The program features three main works: Symphony Number 2 by Wilhelm Stenhammar – Tchaikovsky’s Piano Concerto Number 1, with Shura Cherkassky as soloist – and ends with music from Prokofiev’s Ballet Romeo and Juliet.
The Stenhammar symphony is receiving its first performance in the UK at these proms – so it winds up being a historic occasion for a number of reasons.
From Cherkassky’s Wikipedia Page:
Cherkassky was born in Odessa, Ukraine (then part of the Russian Empire) in 1909. Cherkassky’s family fled to the United States to escape the Russian Revolution.
Cherkassky’s first music lessons were from his mother, Lydia Cherkassky, who once played for Tchaikovsky in St. Petersburg. She also taught the pianist Raymond Lewenthal. In the United States, Cherkassky continued his piano studies at the Curtis Institute of Music under Josef Hofmann. Before studying with Hofmann, however, Cherkassky auditioned for Sergei Rachmaninoff, who advised him to give up performing for at least two years and to change the position of his hands at the keyboard. Conversely, Hofmann suggested Cherkassky should continue giving concerts, and this long association with public performance meant that Cherkassky felt comfortable before an audience. Hofmann also recommended that he practice for four hours every day and Cherkassky did this religiously throughout his life, maintaining an extensive repertoire (baroque to Berio) to an exacting standard. His studies and advisory sessions with Hofmann continued until 1935. In the interim he began his lifelong obsession with world travel with trips to Australia, New Zealand, the Far East, Russia and Europe.

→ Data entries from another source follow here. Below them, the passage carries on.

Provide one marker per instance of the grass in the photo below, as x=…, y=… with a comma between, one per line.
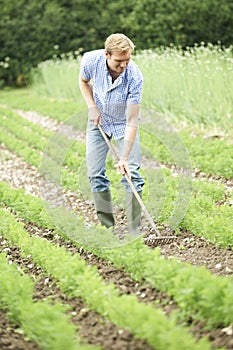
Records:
x=192, y=87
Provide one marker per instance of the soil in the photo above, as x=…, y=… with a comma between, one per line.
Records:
x=93, y=327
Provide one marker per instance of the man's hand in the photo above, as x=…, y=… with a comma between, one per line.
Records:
x=94, y=115
x=123, y=167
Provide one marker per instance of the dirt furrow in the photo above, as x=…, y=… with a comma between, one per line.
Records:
x=91, y=325
x=187, y=247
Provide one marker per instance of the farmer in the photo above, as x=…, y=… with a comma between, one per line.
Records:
x=111, y=85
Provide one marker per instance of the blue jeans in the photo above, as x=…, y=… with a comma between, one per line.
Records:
x=96, y=153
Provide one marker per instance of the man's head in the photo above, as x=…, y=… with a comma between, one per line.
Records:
x=118, y=49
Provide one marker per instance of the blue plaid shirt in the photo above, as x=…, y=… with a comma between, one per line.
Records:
x=112, y=98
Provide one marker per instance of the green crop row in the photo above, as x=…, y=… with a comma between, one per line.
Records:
x=46, y=324
x=79, y=279
x=208, y=155
x=202, y=217
x=198, y=293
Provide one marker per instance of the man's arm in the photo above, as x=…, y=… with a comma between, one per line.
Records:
x=87, y=93
x=130, y=135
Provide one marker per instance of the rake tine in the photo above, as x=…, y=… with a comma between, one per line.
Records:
x=156, y=238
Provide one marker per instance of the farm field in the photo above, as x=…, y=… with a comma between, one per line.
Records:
x=61, y=288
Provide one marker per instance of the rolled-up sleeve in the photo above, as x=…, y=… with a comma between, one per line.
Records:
x=84, y=67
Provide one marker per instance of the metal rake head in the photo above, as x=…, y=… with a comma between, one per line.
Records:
x=155, y=240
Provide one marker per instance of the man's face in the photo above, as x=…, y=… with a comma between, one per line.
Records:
x=118, y=61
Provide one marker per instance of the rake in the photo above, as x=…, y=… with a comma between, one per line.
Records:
x=156, y=238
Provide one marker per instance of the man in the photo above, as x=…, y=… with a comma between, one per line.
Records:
x=111, y=85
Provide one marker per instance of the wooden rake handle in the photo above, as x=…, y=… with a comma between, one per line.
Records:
x=117, y=158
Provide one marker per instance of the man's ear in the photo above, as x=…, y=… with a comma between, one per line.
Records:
x=107, y=54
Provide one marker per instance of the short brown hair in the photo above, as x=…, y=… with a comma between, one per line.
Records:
x=118, y=42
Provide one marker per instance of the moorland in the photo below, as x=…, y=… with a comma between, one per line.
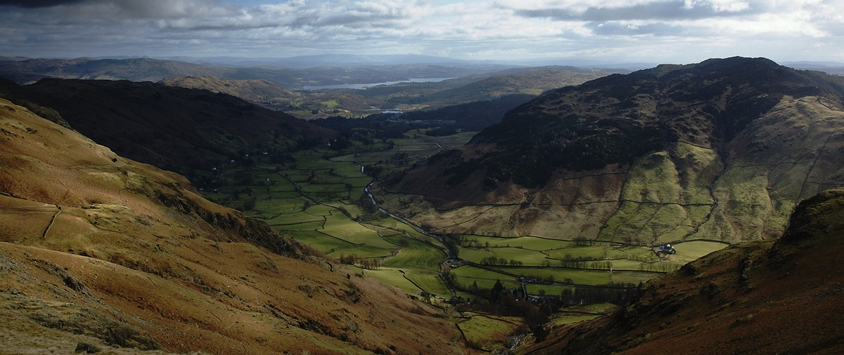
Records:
x=510, y=214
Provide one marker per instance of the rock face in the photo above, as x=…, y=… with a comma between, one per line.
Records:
x=723, y=150
x=101, y=250
x=769, y=297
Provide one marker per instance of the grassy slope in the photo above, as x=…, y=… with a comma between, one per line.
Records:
x=687, y=192
x=761, y=297
x=135, y=258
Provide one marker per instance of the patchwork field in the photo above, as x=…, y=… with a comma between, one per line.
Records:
x=317, y=197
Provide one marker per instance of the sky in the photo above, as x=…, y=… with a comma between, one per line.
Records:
x=651, y=31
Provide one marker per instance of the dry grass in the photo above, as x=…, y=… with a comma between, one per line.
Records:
x=170, y=269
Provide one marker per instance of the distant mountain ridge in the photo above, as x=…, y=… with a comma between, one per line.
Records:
x=99, y=253
x=25, y=70
x=723, y=149
x=173, y=128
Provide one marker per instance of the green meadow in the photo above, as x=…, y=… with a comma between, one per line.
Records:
x=317, y=197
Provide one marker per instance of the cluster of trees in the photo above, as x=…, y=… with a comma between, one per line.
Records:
x=491, y=260
x=584, y=262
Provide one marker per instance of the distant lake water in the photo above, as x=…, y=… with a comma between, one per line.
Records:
x=365, y=86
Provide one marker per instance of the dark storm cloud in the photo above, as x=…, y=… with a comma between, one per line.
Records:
x=670, y=10
x=36, y=3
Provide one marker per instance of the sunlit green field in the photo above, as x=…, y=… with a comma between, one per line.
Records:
x=486, y=332
x=315, y=198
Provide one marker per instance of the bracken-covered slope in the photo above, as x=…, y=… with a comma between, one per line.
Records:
x=765, y=297
x=100, y=250
x=168, y=127
x=720, y=150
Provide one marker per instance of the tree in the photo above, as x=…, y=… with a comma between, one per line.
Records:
x=495, y=292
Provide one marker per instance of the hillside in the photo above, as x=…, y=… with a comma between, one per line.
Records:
x=259, y=92
x=100, y=252
x=769, y=297
x=719, y=150
x=173, y=128
x=27, y=70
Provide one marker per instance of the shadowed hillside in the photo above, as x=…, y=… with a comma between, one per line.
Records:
x=770, y=297
x=101, y=252
x=719, y=150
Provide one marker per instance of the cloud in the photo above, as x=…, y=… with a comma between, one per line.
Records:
x=632, y=29
x=36, y=3
x=658, y=10
x=479, y=29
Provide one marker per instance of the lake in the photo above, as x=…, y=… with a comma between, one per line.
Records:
x=365, y=86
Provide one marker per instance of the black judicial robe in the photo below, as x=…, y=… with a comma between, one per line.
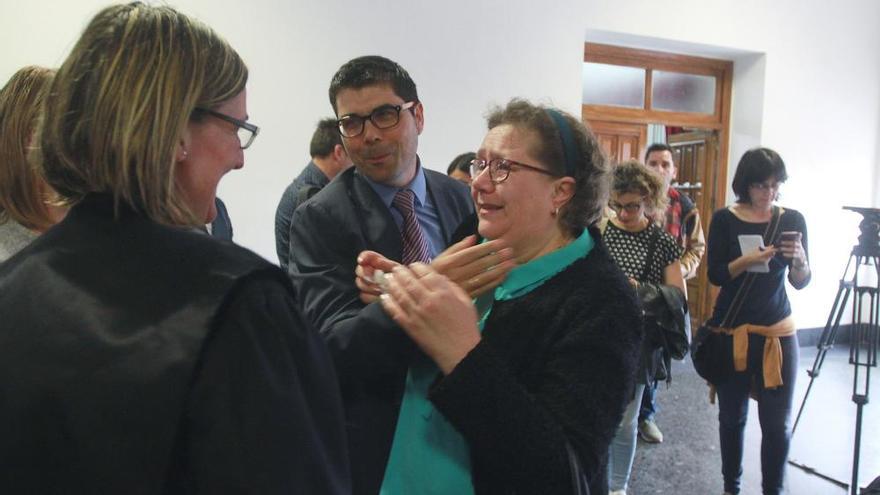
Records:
x=140, y=358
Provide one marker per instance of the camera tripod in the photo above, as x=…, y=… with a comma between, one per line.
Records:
x=864, y=330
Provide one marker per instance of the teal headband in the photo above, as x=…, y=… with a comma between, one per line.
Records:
x=569, y=150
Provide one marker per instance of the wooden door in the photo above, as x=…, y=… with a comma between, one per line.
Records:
x=696, y=155
x=620, y=140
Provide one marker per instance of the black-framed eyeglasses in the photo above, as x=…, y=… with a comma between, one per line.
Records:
x=499, y=169
x=766, y=186
x=383, y=117
x=633, y=207
x=246, y=131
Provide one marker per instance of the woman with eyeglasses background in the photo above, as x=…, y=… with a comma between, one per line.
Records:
x=138, y=354
x=647, y=255
x=765, y=314
x=533, y=374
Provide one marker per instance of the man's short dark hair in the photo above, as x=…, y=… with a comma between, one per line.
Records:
x=325, y=138
x=372, y=70
x=461, y=162
x=657, y=147
x=756, y=166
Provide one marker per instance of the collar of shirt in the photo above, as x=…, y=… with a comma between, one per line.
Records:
x=524, y=278
x=418, y=186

Cherkassky performed actively until the end of his life, and many of his best recordings were made under live concert recital conditions.
Over seven decades of his concert career, starting in the 1920s, Cherkassky made a large number of recordings for RCA Victor, Vox, Swedish Cupol label, HMV, DG (the famous Tchaikovsky concerto recordings, and a later stereo recording of Liszt’s Hungarian Fantasy with the Berlin Philharmonic conducted by Herbert von Karajan), Tudor, Nimbus and Decca (‘live’ BBC recordings). He made his last recordings at age 85, in May 1995, seven months before his death. These were a selection of Rachmaninov’s pieces to act as fillers for his recording of Rachmaninov’s Piano Concerto No. 3 made the previous year.
In addition, the concert is laced with encores and some pretty enthusiastic prom audiences.
Good times all around – and it makes for some perfect Anti-Road Rage Wednesday music – and under the circumstances, today it’s needed the most.